Three young Americans – Anthony Sadler, Alek Skarlatos and Spencer Stone – successfully tackled a gunman on a train in France, saving passengers.
The journalist Viktoriia Roshchyna reported on Ukrainian citizens held unlawfully by Russia; she was captured and died in detention in Russia.
Welles Crowther, often known as the “man in the red bandana,” was a 24-year-old equities trader who guided numerous people in the South Tower on 9/11 to safety before ultimately dying when the tower collapsed.
All of these people are clearly heroes. They engaged in courageous behavior – and risked physical peril – to benefit others or in service of a broader moral cause.
Psychologists like me describe heroes as people who take some type of intentional action to help other people, even when they may experience a personal cost for doing so. As Stanford psychology professor Phil Zimbardo put it, heroism involves taking a personal risk for the common good.
In some cases, people who take these risks experience potentially negative social consequences such as disapproval, ostracism and career setbacks.
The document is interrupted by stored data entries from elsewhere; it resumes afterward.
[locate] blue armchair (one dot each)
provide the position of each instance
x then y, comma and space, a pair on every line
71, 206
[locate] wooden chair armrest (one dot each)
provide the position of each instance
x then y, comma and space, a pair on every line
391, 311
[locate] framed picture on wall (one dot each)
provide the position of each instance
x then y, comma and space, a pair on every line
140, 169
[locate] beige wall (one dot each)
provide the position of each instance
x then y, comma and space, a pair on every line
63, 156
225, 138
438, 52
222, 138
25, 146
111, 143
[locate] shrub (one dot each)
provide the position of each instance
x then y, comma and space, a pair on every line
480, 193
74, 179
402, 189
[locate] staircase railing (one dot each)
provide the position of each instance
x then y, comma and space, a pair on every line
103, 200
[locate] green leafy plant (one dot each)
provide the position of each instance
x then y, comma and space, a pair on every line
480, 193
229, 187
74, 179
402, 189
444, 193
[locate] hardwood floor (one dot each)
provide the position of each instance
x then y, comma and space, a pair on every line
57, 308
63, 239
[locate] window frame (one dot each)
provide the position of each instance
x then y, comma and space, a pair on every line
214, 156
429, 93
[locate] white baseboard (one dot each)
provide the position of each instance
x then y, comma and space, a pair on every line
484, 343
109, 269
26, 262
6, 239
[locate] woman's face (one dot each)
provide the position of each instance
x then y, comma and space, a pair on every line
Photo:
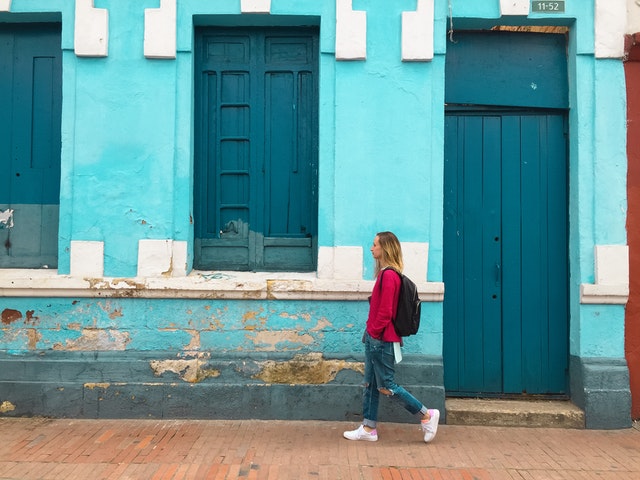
376, 249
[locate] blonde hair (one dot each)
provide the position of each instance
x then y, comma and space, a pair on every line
391, 252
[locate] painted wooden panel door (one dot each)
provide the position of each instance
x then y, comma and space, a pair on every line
30, 116
256, 155
505, 254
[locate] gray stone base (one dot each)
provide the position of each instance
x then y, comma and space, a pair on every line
162, 385
600, 387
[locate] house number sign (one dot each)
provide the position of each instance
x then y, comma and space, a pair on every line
547, 7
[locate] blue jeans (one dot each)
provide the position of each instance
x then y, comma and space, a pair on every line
379, 373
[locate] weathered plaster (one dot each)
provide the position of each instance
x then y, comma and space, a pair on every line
310, 368
218, 285
7, 407
188, 370
91, 37
96, 340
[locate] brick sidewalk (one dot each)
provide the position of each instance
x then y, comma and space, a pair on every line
210, 449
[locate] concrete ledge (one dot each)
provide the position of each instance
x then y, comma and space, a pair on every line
159, 384
514, 413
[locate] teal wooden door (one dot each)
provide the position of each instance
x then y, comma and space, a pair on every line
505, 253
255, 198
30, 116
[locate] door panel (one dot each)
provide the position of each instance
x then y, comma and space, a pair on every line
30, 143
256, 162
505, 257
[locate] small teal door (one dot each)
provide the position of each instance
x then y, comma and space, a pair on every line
256, 165
30, 143
505, 253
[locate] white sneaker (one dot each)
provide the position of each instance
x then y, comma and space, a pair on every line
431, 427
361, 434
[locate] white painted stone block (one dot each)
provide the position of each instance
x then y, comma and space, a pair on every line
417, 33
351, 32
612, 264
416, 259
91, 31
347, 263
255, 6
325, 262
514, 7
154, 257
160, 30
87, 259
340, 263
610, 27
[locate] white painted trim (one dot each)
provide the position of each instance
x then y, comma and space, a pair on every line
610, 25
91, 30
255, 6
87, 259
160, 30
611, 276
154, 258
197, 285
417, 32
515, 7
351, 32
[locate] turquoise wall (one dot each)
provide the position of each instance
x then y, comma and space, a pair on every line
127, 175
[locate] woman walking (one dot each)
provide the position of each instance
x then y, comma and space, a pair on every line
379, 338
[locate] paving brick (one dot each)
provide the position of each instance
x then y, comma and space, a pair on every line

I describe people who show moral courage, meaning they are willing to speak up even when they may incur such costs, as moral rebels. Moral rebels are willing to take actions like tell a bully to cut it out, call out a friend who uses a racist slur, or report a colleague who engages in corporate fraud.
But when people think about heroism, they often focus on physical courage, such as jumping into a frozen pond to rescue a drowning child, leaping onto subway tracks to help someone who has fallen, or grabbing a gun from a shooter. What enables someone to engage in this type of physically risky – even life-threatening – behavior?
The characteristics of a hero
People tend to think of heroes as having particular traits: fearlessness, bravery, strength and altruism, along with selflessness, wisdom and resilience. Does the empirical research match up with that common conception?
Researchers in one study compared personality traits among three different groups of non-Jewish adults who lived during the time of the Holocaust: those who had rescued at least one Jewish person, those who had provided no help, and those who left Europe before the start of World War II. Their findings provide clear evidence that heroes stand out in important ways.
People who risked their own lives to help Jewish people scored higher on risk-taking, meaning they felt more comfortable with danger. They also scored higher on independence and perceived control; they felt comfortable making a decision and then taking action. They also rated higher in traits expressing concern about others, including altruism, empathy and social responsibility.